To what extent does a procedural (i.e. temporal) experience of cognition, language, culture and technology bias us towards linear problem-solving and reductionist explanation? The aggregate sum of all (multithreaded) organisational heuristics may itself be a non-linear and adaptively dynamic system as a fact but from an individual thread of experience (within that gestalt), planning, problem-solving and the explanation of complexity probabilistically drift towards the simpler (i.e. complicated, not complex) methods of linear explanation. Such descriptions are clearly ascendant in our shared cultural and organisational grammars.

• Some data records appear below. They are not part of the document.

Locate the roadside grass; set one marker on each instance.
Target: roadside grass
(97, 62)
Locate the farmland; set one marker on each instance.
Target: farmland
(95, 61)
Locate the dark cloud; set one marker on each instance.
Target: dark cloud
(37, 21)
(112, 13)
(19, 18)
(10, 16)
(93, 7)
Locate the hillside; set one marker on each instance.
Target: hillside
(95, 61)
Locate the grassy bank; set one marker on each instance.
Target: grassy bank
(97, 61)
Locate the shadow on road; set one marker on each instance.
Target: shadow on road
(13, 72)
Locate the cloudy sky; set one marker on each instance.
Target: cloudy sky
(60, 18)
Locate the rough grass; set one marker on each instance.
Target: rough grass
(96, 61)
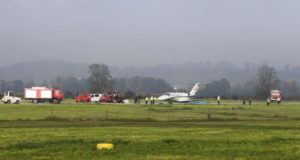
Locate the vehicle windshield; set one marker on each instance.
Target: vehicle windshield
(57, 92)
(167, 94)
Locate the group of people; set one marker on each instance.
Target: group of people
(151, 100)
(278, 100)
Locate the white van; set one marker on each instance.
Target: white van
(95, 97)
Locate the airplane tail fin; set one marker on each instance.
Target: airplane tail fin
(195, 89)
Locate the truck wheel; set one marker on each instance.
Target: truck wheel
(55, 101)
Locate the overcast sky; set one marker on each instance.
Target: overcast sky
(150, 32)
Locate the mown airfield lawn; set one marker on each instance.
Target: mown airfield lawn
(149, 132)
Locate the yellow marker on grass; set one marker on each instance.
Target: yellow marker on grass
(107, 146)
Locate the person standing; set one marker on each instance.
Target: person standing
(250, 101)
(152, 100)
(146, 100)
(278, 100)
(218, 99)
(268, 101)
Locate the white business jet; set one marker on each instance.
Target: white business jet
(179, 96)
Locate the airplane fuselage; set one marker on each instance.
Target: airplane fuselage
(175, 97)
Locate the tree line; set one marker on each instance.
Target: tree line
(101, 80)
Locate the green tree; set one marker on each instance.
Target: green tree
(266, 80)
(100, 78)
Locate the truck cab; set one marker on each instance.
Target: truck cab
(83, 97)
(9, 97)
(95, 97)
(275, 94)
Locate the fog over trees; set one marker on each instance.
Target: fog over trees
(221, 78)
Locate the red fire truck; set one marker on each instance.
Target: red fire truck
(275, 94)
(111, 96)
(83, 97)
(43, 94)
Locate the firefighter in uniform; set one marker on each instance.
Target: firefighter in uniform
(268, 101)
(152, 100)
(278, 100)
(146, 100)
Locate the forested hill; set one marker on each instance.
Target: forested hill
(183, 74)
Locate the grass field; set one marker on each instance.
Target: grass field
(70, 131)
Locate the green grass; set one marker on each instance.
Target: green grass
(150, 132)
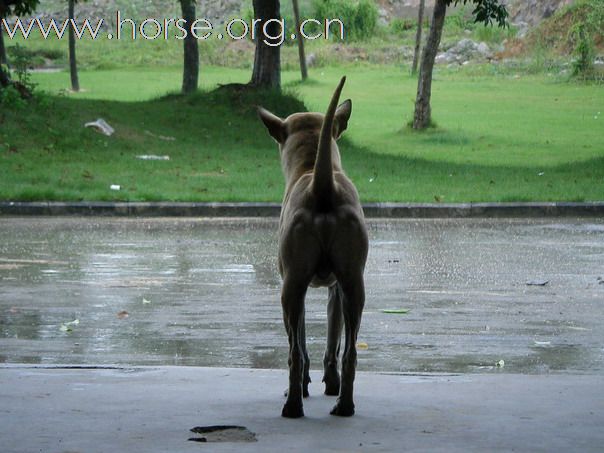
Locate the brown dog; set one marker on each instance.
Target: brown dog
(322, 242)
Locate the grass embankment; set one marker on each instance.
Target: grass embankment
(499, 139)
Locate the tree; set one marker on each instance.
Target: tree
(18, 8)
(485, 11)
(301, 54)
(190, 73)
(73, 65)
(267, 57)
(418, 36)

Are we inevitably bound by subjective, narrative psychology to a reflexive theoretical self-definition which leaves non-linearity (along with probability, complexity and entropy) as an effectively unintelligible logical complement to our common or conventional modes of thought, comprehension and explanation? Most organisational “best practices” are methods for dampening the effects of all that persistent chaos and unmanageable complexity endemic to actual (as opposed to ideal) contexts, systems and environments.

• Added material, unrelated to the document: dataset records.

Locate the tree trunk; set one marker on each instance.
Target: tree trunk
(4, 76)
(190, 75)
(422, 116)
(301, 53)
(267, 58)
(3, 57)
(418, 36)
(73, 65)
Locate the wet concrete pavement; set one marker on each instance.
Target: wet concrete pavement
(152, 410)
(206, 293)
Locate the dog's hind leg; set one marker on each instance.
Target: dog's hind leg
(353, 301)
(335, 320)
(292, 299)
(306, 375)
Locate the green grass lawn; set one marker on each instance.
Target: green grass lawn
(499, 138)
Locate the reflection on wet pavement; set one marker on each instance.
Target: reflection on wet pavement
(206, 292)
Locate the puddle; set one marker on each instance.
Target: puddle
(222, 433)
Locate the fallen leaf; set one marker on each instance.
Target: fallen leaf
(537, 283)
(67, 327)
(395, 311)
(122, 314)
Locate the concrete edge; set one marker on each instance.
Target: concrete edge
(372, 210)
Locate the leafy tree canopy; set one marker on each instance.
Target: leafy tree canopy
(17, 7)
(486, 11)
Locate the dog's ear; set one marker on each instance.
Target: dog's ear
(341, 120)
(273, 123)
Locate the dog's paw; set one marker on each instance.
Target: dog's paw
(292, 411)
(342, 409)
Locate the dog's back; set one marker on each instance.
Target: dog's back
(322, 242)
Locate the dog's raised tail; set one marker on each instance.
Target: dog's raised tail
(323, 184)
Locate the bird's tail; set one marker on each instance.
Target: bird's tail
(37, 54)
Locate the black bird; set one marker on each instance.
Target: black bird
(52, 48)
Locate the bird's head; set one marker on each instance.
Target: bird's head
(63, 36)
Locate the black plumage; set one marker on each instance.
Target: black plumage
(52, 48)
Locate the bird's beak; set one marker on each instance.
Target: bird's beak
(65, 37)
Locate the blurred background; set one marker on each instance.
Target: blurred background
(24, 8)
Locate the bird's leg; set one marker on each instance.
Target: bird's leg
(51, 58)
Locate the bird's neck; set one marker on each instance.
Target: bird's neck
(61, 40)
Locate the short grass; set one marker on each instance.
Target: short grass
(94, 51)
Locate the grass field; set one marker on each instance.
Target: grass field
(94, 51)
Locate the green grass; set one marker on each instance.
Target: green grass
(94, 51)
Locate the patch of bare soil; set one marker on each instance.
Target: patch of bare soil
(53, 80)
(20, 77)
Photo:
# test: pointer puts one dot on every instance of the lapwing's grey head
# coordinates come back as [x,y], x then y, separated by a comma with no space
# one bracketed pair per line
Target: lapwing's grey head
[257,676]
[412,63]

In suppressing entropy, we discard the binding property of holistic systems.
One reply on “Entropy Binds”
I think all our presumed knowledge, conjectures, and theories are approximations of reality in accordance with the Pareto principle (80/20 rule). Such approximations are rational and linear, relatively easy to understand and to act on. However, the 20% ignored by Pareto hides the chaotic infinity of entropic exceptions that would paralyze us were we to attempt to analyze them all. Nice post.